The leadership of the cloud security program management office have heeded that call from industry, agencies and lawmakers alike.
“The things that we’re hearing from our stakeholders is simplicity, increasing automation in the process, growing the federal marketplace and providing more learning opportunities,” said Brian Conrad, the acting director of FedRAMP, in an interview with Federal News Network. “On top of that, we’re in the process of moving from the National Institute of Standards Special Publication 800-53 revision 4 to the revision 5 control catalog. So some of the things that we’re doing is in regards to threat-based scoring. We’re applying that to the controls that are in the 800-53, revision 5 catalog. We’re ensuring that the controls that are in the baselines are value add, that they are helping with the protect, detect and response [cyber activities] in keeping federal information secure.”
FedRAMP issued a white paper in February asking for feedback on the threat-scoring methodology.
“FedRAMP worked with DHS’ Cybersecurity Infrastructure Security Agency .gov Cybersecurity Architecture Review (CISA’s .govCAR). They developed a methodology for scoring each NIST SP 800-53, rev. 4, security control against the National Security Agency’s (NSA)/CSS Technical Cyber Threat Framework v2 (NTCTF),” FedRAMP wrote in a blog post. “Their goal is to enable agencies, cloud service providers (CSPs), and other industry partners to prioritize security controls that are relevant and effective against the current threat environment. This leads to informed, quantitative-based risk management decisions in authorizing information systems for government use.”
Conrad said he hopes agencies and cloud providers will have a better understanding from the threat-based assessment of which controls are best to protect against real-world threats as they appear.
“We’re exploring how this data can be used to produce a risk profile, giving authorizing officials to use quantitative data based on a defensible methodology to make risk decisions,” he said. “We’re not adding controls, just because we think it’s a good idea to add a control. But there’s actually some rigor behind it, and it makes sense in supporting the protection of federal information.”
He added the threat-based methodology also could potentially ease the burden on cloud service providers, third-party assessment organizations and the Joint Authorization Board (JAB) when doing annual assessments.
Strong year in 2020
Along with the threat-based methodology, FedRAMP is working with NIST to apply automation to the program. Through the Open Security Controls Assessment Language (OSCAL), NIST and FedRAMP are hoping by applying the language to certification packages, it can reduce the time and effort to get companies FedRAMP certified.
“We’ve made a lot of progress over the last year with NIST to get OSCAL ready to go. And of course, the partnership with our cloud service providers has been incredibly helpful,” he said. “We have cloud service providers lining up wanting to be a part of pilot programs as are third party assessors who also are looking forward to this too. It’s critical because the implementation of the automation will help reduce the variability in the time and the resources needed to create all these security artifacts.”
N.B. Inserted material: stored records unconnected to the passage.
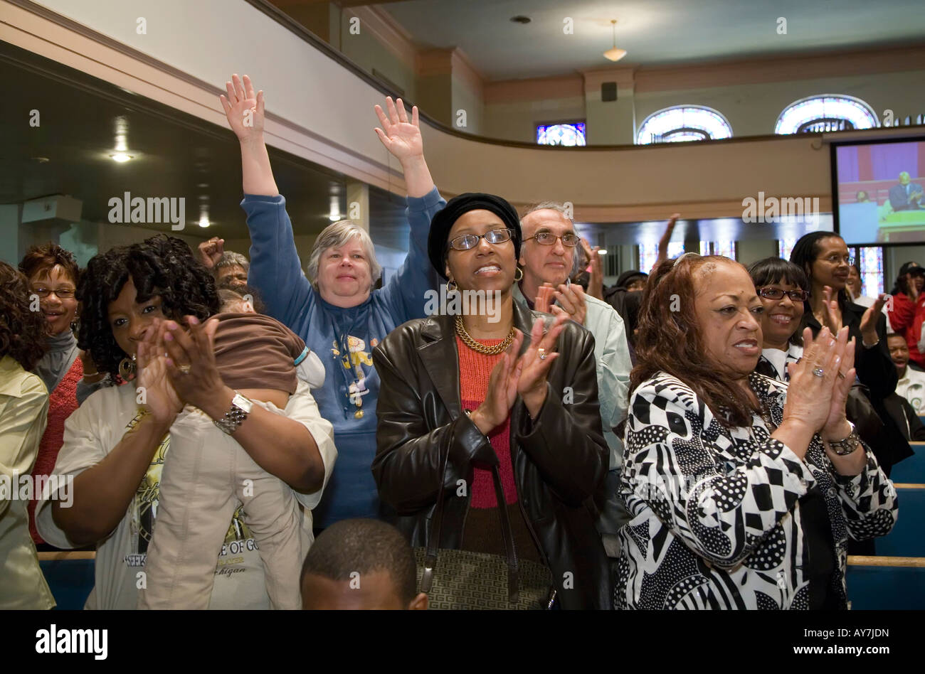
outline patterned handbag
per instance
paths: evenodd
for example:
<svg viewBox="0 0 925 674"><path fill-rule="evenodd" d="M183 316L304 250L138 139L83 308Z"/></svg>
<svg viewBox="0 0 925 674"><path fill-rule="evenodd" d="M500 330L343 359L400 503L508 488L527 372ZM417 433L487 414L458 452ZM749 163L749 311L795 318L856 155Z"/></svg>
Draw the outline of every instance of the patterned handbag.
<svg viewBox="0 0 925 674"><path fill-rule="evenodd" d="M441 459L440 475L446 475L450 445ZM442 447L441 447L442 449ZM495 496L503 504L504 489L498 466L492 466ZM443 528L446 481L440 480L437 506L430 522L426 547L414 548L418 591L426 593L434 609L528 610L551 608L556 591L549 570L529 559L518 559L507 509L499 507L501 535L507 558L468 550L438 549ZM438 566L438 553L439 565Z"/></svg>

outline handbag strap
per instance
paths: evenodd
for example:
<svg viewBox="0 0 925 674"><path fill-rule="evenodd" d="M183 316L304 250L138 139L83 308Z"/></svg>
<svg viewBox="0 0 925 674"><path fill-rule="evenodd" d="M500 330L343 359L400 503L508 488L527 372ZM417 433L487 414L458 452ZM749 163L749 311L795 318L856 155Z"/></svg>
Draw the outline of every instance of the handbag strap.
<svg viewBox="0 0 925 674"><path fill-rule="evenodd" d="M440 546L440 536L443 533L443 502L446 492L447 464L450 460L450 447L452 447L455 435L456 432L453 428L450 433L449 442L446 444L446 451L443 451L444 448L441 447L440 452L440 484L437 490L437 506L434 509L434 518L430 521L430 532L424 558L424 574L421 577L421 592L425 594L429 593L434 585L434 569L437 568L437 555ZM491 476L495 484L495 498L498 501L499 515L501 518L501 538L504 541L504 551L507 557L508 601L511 604L516 604L520 598L517 550L514 547L513 531L508 517L504 487L501 486L501 475L497 465L491 467Z"/></svg>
Conrad said even with all of these ongoing improvements, FedRAMP had a strong year in 2020.
He said agencies and the JAB authorized 60 new cloud services and reuse of existing CSP authorities to operate grew by 55% last year.
“We know that agencies are soliciting the ability to go evaluate those [ATO] packages, and then we see the ATO letters, from that point, when they request the package to the time we get the ATO letters, there may be certain things going on in the agency that are agency specific, more decision making, an analysis of alternatives, that kind of stuff before they make the decision to go with that particular cloud provider,” Conrad said. “We have seen an uptick in the recipe in the reuse during the pandemic. I think that one of the ways that we can promote reuse is through consistency. From the PMO perspective, our control of the baselines, our policies, our guidance, those are the guardrails of consistency because a CSP that brings multiple offerings through FedRAMP has to understand that the baselines and policy apply uniformly. Same with third party assessors.”
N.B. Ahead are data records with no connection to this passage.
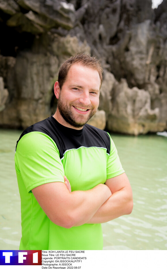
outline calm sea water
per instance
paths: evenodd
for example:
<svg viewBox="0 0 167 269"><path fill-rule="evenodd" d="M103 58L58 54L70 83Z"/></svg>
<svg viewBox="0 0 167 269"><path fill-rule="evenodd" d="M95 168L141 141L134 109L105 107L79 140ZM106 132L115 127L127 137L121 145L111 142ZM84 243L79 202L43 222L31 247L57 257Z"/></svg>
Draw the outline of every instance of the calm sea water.
<svg viewBox="0 0 167 269"><path fill-rule="evenodd" d="M20 195L14 168L21 132L0 130L0 249L18 249ZM104 249L167 249L167 137L111 134L132 186L130 215L102 224Z"/></svg>

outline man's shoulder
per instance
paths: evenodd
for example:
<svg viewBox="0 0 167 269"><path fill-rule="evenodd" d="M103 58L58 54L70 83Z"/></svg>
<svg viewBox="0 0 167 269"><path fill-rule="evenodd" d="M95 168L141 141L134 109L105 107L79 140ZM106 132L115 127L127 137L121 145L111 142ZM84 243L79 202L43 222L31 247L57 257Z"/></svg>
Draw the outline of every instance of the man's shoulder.
<svg viewBox="0 0 167 269"><path fill-rule="evenodd" d="M88 141L89 144L98 147L105 148L107 153L109 154L110 138L107 132L88 124L84 126L84 131L85 139Z"/></svg>
<svg viewBox="0 0 167 269"><path fill-rule="evenodd" d="M94 126L90 125L89 124L86 124L84 126L85 129L85 131L86 131L87 133L90 132L92 133L92 134L96 134L98 135L101 136L104 139L107 139L107 140L110 140L110 138L108 133L104 130L102 130L101 129L99 129Z"/></svg>
<svg viewBox="0 0 167 269"><path fill-rule="evenodd" d="M53 123L51 117L38 122L27 127L22 132L18 140L17 141L16 147L19 141L25 134L30 134L32 132L38 132L44 134L53 139Z"/></svg>

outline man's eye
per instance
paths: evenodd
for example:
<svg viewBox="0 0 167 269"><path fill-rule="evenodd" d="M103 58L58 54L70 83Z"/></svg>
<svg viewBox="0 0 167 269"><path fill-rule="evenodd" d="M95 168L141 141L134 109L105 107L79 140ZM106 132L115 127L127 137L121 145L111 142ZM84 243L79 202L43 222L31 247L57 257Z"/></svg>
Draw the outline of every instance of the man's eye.
<svg viewBox="0 0 167 269"><path fill-rule="evenodd" d="M93 93L94 94L97 94L97 93L95 92L91 92L91 93Z"/></svg>

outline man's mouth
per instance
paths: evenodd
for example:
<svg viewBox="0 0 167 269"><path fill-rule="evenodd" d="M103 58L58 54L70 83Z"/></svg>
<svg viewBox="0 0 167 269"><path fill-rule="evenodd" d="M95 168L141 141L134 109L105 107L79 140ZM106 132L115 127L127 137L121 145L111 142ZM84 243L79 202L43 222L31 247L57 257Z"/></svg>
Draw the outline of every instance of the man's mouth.
<svg viewBox="0 0 167 269"><path fill-rule="evenodd" d="M78 107L75 106L75 105L73 106L75 108L76 108L76 109L78 109L78 110L80 110L80 111L83 111L84 112L85 112L87 110L89 110L88 109L84 109L83 108L81 108L80 107Z"/></svg>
Conrad said the broad goal with many of these initiatives is to ensure that consistency and rigor while continually reducing the burden of FedRAMP.
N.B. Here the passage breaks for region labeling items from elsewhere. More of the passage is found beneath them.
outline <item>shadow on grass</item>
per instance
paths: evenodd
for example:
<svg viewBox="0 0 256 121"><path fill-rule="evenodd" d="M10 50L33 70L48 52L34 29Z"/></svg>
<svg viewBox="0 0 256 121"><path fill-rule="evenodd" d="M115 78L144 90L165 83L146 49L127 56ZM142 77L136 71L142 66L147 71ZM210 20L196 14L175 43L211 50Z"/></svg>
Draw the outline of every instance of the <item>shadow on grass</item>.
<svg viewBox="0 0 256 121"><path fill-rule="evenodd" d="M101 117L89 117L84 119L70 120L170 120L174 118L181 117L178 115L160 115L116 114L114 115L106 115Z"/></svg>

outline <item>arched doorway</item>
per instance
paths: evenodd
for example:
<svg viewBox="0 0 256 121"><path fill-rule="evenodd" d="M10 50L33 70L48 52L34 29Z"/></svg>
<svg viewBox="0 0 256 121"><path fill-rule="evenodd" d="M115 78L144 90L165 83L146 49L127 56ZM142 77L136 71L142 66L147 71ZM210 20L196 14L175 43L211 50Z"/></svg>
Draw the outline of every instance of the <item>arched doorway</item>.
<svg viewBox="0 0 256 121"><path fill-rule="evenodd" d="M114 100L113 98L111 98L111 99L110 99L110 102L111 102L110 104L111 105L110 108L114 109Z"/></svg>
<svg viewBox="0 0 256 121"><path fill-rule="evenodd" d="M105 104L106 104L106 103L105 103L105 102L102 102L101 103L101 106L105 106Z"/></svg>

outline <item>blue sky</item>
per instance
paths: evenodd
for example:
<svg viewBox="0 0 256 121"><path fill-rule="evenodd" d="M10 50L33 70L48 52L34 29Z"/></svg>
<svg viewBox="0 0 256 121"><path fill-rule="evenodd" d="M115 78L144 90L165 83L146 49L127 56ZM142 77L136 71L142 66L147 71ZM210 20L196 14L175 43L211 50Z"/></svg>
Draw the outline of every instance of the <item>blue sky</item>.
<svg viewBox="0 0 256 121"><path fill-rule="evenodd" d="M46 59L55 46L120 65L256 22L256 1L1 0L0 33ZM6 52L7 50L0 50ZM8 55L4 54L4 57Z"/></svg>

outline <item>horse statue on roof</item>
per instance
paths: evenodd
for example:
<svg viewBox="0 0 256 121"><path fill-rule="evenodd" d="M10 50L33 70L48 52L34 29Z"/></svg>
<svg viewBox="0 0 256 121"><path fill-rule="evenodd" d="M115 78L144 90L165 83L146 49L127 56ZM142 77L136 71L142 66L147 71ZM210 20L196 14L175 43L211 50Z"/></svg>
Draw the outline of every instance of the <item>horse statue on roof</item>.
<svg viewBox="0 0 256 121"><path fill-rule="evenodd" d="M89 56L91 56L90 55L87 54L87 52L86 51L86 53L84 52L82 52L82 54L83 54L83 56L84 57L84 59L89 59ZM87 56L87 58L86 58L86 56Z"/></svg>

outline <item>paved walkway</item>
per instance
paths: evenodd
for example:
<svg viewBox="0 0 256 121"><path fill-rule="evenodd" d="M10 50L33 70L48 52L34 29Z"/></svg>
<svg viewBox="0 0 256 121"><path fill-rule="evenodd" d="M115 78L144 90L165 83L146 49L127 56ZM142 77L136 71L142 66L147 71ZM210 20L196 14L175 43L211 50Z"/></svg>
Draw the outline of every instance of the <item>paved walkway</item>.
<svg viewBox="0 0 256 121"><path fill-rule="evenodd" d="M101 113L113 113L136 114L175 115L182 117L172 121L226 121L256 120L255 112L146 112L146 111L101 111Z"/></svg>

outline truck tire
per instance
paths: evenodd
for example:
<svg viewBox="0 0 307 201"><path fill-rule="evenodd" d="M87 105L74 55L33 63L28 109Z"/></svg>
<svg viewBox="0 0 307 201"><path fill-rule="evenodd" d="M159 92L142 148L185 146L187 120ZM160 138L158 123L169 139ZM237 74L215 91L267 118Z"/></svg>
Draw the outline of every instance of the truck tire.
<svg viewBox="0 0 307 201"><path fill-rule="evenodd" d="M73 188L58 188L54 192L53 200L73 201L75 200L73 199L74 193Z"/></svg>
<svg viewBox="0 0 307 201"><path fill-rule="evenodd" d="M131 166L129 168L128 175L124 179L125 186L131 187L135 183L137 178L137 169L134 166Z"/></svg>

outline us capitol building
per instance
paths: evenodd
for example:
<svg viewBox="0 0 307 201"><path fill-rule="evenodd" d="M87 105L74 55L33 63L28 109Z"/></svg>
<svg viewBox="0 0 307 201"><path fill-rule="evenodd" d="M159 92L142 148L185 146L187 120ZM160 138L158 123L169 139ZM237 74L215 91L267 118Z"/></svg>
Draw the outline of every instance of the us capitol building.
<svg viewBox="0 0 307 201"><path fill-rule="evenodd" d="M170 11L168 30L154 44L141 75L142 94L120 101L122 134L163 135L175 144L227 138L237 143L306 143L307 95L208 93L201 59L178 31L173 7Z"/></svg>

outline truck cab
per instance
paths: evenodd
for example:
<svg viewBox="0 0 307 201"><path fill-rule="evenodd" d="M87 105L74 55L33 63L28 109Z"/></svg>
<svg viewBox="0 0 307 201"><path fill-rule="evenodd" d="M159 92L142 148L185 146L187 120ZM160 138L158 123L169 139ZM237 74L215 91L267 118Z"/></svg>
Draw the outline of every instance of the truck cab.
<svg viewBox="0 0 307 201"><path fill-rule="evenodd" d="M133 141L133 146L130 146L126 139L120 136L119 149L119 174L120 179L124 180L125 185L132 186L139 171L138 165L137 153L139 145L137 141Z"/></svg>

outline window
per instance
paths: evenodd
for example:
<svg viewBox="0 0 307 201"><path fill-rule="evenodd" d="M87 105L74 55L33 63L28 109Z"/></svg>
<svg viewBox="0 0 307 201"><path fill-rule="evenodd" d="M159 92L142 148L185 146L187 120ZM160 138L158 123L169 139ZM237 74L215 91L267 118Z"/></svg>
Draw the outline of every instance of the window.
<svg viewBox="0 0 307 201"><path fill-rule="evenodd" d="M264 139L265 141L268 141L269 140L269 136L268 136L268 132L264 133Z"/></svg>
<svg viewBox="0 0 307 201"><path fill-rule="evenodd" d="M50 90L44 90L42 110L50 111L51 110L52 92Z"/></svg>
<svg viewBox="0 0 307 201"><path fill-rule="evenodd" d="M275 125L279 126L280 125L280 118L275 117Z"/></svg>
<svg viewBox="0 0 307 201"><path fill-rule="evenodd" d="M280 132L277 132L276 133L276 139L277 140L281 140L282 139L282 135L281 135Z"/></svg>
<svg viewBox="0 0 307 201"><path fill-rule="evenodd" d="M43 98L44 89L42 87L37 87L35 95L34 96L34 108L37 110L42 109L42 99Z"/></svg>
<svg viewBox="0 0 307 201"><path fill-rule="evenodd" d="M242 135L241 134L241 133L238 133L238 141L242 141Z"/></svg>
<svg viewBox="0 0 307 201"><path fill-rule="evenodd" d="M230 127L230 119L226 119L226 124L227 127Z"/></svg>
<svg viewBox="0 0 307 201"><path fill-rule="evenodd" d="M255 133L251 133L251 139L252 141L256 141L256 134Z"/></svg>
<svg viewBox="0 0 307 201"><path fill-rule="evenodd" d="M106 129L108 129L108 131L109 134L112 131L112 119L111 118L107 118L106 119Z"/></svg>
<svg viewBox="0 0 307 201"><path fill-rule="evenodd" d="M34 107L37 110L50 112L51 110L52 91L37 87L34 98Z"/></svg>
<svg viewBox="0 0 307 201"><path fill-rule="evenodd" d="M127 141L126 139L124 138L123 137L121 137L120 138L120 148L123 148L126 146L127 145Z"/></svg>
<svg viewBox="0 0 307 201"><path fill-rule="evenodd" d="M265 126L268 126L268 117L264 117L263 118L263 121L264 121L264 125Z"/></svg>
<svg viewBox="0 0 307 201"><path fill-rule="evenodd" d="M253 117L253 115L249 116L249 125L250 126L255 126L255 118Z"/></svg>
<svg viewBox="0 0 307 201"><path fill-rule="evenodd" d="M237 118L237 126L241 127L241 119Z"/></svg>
“I tell this to the cloud service providers that I talk to, and the 3PAOs, that our policies and guidance, they form what I refer to as guardrails on a road. You can’t expect cloud service providers to line up down the center lane because everybody’s a different service model. There’s different technologies, and there’s different size businesses. So having our policy and our guidance being like the guardrails on a road, and the goal is keeping everybody in those guardrails,” he said. “We assess cloud service providers in how they apply those things in a firm, fair and consistent manner, that provides a level of confidence to agencies that the package they’re getting is sound. When we step further into automation, where we have the automated validation and things like that, that’ll help increase the confidence level as well.”